Au Sénégal, la xénophobie rampante menace la teranga
Cette nuit-là, Amadou Bangoura, un étudiant béninois de 30 ans, ne l’oubliera pas. Vers 22 heures, après une séance de sport dans le quartier de Liberté 6 à Dakar, les rues sont presque désertes. Les commerces ont fermé leurs portes, seuls quelques phares percent l’obscurité. Soudain, une patrouille de police lui ordonne de s’arrêter. Deux agents descendent du véhicule et exigent ses papiers. Une expérience qui a marqué cet expatrié, pourtant en règle depuis cinq ans au Sénégal.
des contrôles policiers qui interrogent
Cette scène n’est pas isolée. Depuis fin juin, la Direction de la police des étrangers et des titres de voyage mène une campagne massive de contrôles ciblant principalement les ressortissants d’Afrique de l’Ouest. Entre le 30 juin et le 8 juillet, 490 contrôles ont été effectués dans la capitale et sa banlieue, entraînant 36 défèrements devant le parquet pour séjour irrégulier. Officiellement, l’objectif affiché est de « renforcer la sécurité des personnes », mais les méthodes employées soulèvent des questions.
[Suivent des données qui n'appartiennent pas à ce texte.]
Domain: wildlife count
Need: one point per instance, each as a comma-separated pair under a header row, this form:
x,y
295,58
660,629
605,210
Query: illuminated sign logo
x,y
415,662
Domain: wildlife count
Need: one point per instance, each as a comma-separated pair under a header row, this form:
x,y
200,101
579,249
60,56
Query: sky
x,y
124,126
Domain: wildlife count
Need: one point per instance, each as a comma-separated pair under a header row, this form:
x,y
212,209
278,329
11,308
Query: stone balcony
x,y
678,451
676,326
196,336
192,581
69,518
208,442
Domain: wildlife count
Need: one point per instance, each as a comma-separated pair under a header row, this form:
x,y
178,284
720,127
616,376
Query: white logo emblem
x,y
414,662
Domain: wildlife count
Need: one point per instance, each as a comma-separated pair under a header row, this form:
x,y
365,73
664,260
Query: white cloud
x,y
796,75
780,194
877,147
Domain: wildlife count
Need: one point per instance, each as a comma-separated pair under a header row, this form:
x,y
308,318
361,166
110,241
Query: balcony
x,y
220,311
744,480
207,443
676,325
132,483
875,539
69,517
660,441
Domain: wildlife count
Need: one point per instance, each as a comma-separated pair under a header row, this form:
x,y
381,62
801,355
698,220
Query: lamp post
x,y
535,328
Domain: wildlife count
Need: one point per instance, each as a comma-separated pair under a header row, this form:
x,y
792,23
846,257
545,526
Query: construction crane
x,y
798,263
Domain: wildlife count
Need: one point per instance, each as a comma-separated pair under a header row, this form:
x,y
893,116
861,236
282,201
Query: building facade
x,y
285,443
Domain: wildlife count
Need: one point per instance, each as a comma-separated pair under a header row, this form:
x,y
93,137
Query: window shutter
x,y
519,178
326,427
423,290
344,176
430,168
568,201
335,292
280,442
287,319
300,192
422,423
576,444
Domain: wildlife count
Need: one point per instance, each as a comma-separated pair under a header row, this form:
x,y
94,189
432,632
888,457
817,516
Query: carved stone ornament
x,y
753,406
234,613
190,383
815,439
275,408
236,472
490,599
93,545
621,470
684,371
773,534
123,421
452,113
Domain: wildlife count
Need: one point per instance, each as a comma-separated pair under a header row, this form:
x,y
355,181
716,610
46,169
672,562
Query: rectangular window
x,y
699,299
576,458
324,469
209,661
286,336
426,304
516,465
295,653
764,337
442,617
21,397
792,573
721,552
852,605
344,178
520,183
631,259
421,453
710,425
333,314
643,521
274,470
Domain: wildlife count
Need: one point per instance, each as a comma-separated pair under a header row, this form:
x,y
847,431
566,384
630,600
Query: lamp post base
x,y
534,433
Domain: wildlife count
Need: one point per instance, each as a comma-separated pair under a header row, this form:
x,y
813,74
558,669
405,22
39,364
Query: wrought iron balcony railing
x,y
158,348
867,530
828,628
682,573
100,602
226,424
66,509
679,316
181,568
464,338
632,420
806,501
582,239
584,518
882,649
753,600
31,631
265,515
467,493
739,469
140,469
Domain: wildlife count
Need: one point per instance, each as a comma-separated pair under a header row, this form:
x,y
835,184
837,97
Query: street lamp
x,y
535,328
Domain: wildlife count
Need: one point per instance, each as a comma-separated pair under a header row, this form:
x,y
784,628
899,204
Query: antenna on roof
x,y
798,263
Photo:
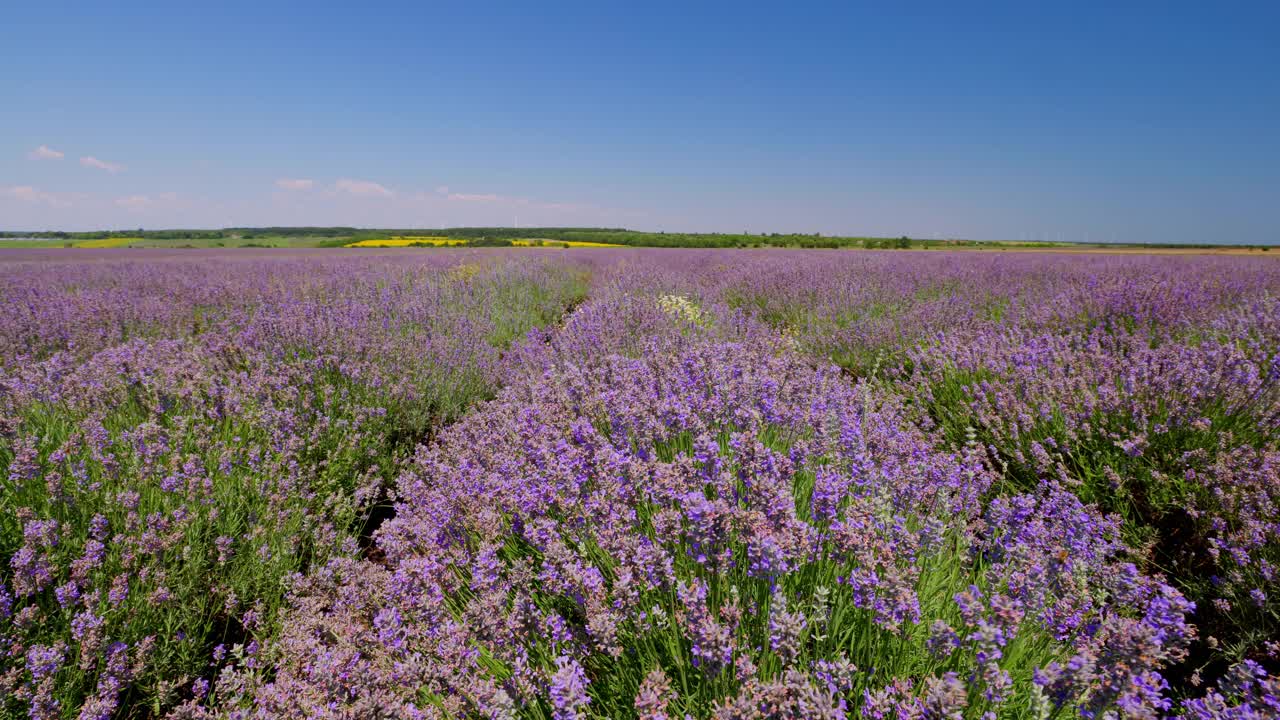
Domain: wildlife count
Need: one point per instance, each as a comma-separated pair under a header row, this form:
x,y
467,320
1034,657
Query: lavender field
x,y
639,483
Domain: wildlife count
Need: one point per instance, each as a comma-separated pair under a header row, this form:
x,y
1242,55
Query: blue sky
x,y
1074,121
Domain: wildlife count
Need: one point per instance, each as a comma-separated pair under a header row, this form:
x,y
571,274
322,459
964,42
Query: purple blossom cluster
x,y
640,483
159,491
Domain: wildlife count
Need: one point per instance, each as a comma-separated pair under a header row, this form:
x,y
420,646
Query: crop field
x,y
638,483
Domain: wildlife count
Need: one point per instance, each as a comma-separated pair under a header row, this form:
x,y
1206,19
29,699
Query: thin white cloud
x,y
45,153
138,203
135,203
91,162
366,188
295,183
28,194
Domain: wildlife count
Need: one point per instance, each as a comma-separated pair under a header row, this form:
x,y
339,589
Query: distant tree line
x,y
494,236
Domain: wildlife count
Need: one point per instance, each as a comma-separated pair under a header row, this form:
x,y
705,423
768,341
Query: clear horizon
x,y
1086,123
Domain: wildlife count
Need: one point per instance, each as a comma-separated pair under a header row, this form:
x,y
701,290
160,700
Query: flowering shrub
x,y
639,484
717,528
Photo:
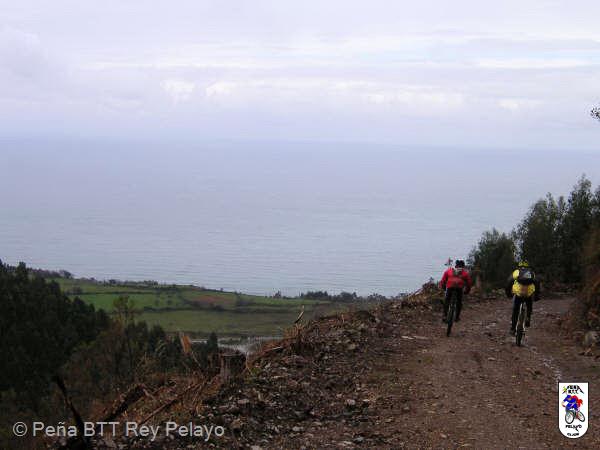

une logique de suspicion généralisée
Amadou Bangoura n’est pas le seul à s’interroger sur cette vague de contrôles. « Ce qui inquiète aujourd’hui, ce n’est pas tant l’existence d’une politique migratoire que la banalisation progressive d’une logique de suspicion permanente à l’égard de l’étranger », soulignent des responsables d’organisations de la société civile dans un communiqué publié le 13 juillet. Ils dénoncent des interpellations arbitraires, des « exigences administratives disproportionnées » et des « rétentions prolongées », remettant en cause l’image d’hospitalité que le Sénégal cultive depuis des décennies.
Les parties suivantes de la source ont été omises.